Image Recognition with ResNet50, ResNet101 and InceptionV3

Goal

This tutorial will introduce CPU performance considerations for three image recognition deep learning models, and how to use Intel® Optimizations for TensorFlow to improve inference time on CPUs. This tutorial will also provide code examples to use with Model Zoo's pretrained model that can be copy/pasted for quick off-the-ground implementation with synthetic and real data.

Background

Image recognition with deep learning is a computationally expensive endeavor. This tutorial will show you how to reduce the inference runtime of your network.
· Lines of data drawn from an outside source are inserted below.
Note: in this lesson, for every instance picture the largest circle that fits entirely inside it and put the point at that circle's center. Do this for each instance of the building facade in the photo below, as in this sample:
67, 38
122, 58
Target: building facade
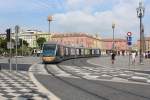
146, 45
120, 46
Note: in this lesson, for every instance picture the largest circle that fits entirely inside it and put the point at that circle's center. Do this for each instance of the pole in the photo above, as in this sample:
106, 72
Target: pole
16, 31
22, 47
10, 54
16, 56
141, 55
113, 38
129, 56
49, 27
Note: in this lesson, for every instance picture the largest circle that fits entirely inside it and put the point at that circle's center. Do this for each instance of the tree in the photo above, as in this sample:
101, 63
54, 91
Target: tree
40, 41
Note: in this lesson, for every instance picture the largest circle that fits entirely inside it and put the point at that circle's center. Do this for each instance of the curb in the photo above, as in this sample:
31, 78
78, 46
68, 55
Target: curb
44, 90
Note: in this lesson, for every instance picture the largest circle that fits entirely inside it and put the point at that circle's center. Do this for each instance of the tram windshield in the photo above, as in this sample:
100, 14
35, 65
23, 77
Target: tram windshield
49, 49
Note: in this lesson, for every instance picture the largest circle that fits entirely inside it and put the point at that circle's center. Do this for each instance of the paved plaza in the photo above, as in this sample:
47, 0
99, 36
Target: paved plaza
18, 86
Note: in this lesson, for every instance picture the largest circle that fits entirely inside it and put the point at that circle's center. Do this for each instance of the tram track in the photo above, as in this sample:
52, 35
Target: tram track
100, 84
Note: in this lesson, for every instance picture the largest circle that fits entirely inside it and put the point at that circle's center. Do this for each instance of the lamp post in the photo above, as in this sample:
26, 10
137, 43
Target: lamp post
113, 27
140, 14
49, 19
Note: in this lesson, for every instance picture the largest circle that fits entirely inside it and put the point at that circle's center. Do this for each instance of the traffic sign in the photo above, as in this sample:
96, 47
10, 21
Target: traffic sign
129, 33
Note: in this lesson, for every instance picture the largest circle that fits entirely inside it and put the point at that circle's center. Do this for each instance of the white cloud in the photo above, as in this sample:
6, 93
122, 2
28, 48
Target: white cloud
123, 13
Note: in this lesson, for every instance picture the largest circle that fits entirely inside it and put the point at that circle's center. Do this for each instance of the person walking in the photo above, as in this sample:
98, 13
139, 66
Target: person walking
113, 57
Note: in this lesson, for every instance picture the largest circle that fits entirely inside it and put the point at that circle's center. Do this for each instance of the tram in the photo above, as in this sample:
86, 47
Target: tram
56, 52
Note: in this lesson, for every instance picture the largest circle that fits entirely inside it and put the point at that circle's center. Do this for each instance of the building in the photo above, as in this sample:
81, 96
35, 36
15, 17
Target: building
30, 36
120, 45
146, 45
78, 40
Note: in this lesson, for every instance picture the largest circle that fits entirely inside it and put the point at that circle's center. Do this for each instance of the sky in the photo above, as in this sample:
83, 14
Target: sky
87, 16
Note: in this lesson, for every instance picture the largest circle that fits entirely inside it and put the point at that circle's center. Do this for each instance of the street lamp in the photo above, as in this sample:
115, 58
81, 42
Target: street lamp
113, 27
49, 20
140, 14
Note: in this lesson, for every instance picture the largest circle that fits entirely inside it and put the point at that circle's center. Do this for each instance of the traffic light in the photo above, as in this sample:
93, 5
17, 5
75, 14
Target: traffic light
8, 33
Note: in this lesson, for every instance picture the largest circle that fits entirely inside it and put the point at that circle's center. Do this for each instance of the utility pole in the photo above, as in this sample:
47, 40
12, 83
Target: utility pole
16, 32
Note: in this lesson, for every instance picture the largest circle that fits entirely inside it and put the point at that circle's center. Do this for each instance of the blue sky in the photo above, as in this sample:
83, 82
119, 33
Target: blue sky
91, 16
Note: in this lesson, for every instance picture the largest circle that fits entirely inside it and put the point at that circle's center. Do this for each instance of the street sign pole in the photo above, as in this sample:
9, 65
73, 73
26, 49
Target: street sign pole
10, 55
129, 42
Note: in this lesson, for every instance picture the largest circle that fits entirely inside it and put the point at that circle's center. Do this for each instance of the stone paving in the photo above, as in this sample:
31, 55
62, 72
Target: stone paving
18, 86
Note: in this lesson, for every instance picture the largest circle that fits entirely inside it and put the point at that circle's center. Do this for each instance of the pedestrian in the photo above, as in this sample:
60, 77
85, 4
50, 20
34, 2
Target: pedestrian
113, 57
133, 57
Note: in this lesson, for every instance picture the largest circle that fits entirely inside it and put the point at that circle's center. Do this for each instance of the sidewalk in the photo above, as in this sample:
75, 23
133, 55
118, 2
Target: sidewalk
121, 62
18, 86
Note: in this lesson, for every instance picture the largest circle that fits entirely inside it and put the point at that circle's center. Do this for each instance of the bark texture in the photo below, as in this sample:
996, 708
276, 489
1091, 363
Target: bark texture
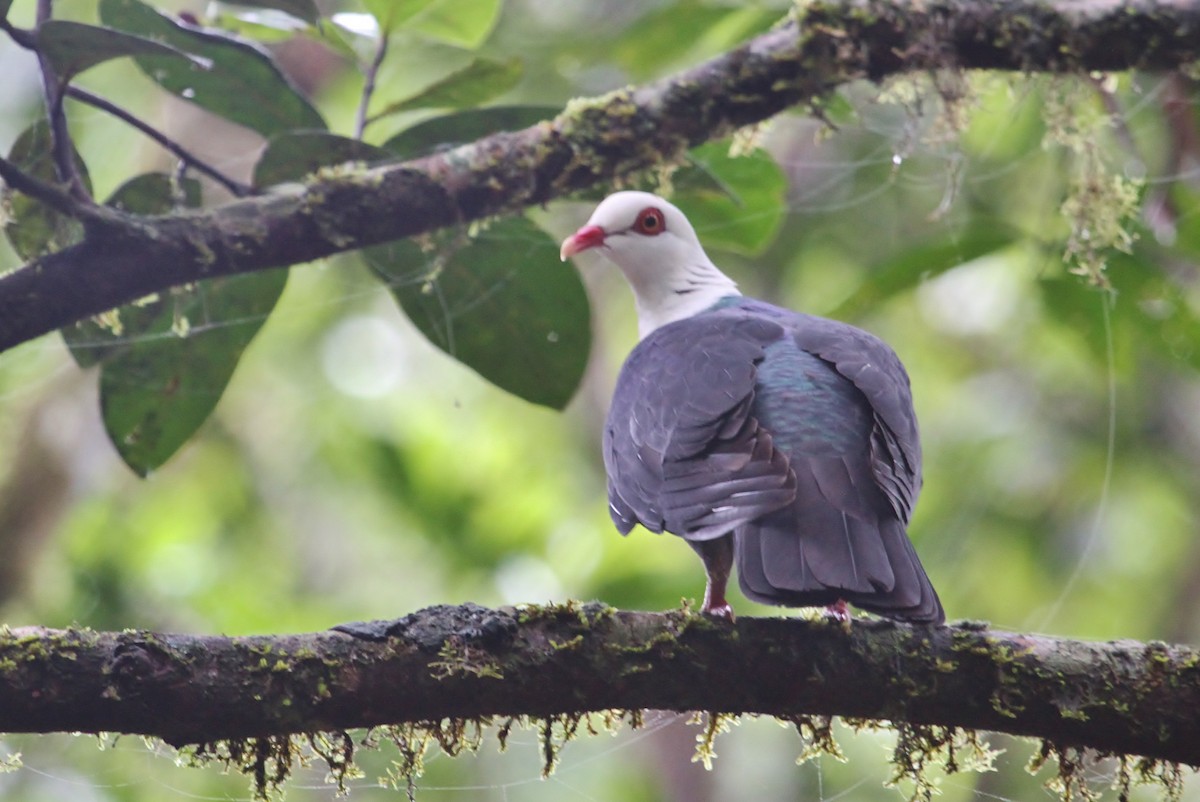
473, 662
592, 142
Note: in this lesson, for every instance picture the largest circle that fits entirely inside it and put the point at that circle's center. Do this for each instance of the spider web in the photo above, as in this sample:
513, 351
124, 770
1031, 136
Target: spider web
1057, 494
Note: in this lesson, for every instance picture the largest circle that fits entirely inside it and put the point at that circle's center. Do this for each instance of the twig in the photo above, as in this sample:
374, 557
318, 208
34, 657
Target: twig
360, 119
60, 138
48, 193
190, 159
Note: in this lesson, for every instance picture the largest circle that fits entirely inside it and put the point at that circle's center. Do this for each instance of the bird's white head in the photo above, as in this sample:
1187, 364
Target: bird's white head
658, 250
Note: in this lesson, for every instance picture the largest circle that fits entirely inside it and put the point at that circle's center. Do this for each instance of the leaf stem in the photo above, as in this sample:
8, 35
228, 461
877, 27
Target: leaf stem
361, 120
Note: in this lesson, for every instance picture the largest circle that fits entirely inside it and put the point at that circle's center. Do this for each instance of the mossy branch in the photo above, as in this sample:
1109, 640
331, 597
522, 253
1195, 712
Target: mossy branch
471, 662
592, 142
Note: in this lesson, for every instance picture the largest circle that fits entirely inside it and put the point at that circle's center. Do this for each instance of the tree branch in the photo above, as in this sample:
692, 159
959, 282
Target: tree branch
592, 142
471, 662
191, 160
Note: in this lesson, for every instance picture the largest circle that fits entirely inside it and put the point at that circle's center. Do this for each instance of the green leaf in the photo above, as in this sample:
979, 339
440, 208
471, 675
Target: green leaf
736, 203
244, 84
305, 10
907, 268
390, 13
267, 28
292, 156
502, 304
153, 193
166, 361
156, 393
34, 228
75, 47
474, 84
461, 23
465, 126
685, 33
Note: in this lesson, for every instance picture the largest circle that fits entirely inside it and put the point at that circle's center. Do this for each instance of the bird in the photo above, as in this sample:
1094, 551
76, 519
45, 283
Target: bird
777, 442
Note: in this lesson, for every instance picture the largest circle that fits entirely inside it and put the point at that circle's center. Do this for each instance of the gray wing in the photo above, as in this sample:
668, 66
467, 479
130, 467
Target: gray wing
682, 450
877, 373
839, 404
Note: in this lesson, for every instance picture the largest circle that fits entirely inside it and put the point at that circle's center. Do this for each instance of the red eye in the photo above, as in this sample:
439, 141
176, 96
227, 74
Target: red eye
651, 222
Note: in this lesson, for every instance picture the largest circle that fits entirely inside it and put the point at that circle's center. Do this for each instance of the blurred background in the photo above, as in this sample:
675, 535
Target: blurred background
354, 471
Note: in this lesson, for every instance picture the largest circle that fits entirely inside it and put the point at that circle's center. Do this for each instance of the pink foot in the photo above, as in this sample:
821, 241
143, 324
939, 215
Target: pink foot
839, 611
718, 610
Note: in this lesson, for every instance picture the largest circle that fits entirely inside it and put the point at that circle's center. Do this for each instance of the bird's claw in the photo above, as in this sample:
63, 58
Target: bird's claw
839, 611
719, 610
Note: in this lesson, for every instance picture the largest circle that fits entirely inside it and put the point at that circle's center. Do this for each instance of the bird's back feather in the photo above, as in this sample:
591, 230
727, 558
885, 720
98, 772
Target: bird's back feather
793, 432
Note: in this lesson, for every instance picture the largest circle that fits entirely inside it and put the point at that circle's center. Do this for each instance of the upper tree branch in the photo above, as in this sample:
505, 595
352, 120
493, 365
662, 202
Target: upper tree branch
469, 662
592, 142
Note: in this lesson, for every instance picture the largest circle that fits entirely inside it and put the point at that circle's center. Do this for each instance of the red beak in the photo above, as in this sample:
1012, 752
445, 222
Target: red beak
581, 240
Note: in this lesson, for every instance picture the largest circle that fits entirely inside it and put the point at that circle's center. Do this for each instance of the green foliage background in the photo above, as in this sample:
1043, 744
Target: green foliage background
352, 470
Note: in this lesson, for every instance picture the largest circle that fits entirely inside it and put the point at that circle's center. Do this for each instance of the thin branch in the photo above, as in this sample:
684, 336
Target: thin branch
48, 193
372, 73
190, 159
21, 36
60, 137
593, 142
473, 662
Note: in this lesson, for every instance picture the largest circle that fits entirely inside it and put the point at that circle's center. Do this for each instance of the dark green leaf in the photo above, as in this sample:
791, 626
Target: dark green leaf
502, 304
292, 156
305, 10
166, 361
243, 85
474, 84
736, 203
153, 193
34, 228
462, 127
75, 47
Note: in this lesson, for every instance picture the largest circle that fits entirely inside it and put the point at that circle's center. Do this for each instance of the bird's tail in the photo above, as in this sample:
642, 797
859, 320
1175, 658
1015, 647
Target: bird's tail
790, 560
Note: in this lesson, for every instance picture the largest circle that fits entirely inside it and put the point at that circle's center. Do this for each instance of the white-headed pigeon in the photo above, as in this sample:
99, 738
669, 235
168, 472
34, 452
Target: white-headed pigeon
779, 441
Convolutional neural networks (CNNs) have been shown to learn and extract usable features by layering many convolution filters. ResNet50, ResNet101 and InceptionV3 are among the popular topologies for image recognition in the industry today. There are 2 main setbacks for CNNs for performance:

  1. Deeply layering convolutions causes the number of training parameters to increase drastically.
  2. Linear convolution filters cannot learn size-invariant features without using separate filter for each size regime.

ResNet models use gate and skip logic to address issue #1 and lower the number of parameters, similar to a recurrent neural network (RNN). The InceptionV3 model utilizes “network in network” mini perceptrons to convert linear convolutions into non-linear convolutions in a compact step, addressing issue #2. InceptionV3 also includes optimization that factor and vectorize the convolutions, further increasing the speed of the network.

Recommended Settings

In addition to TensorFlow optimizations that use the Intel® Math Kernel Library for Deep Neural Networks (Intel® MKL-DNN) to utilize instruction sets appropriately, runtime settings also significantly contribute to improved performance. Tuning these options for CPU workloads is vital to optimize performance of TensorFlow on Intel® processors. Below are the set of run-time options recommended by Intel on ResNet50, ResNet101 and InceptionV3 through empirical testing.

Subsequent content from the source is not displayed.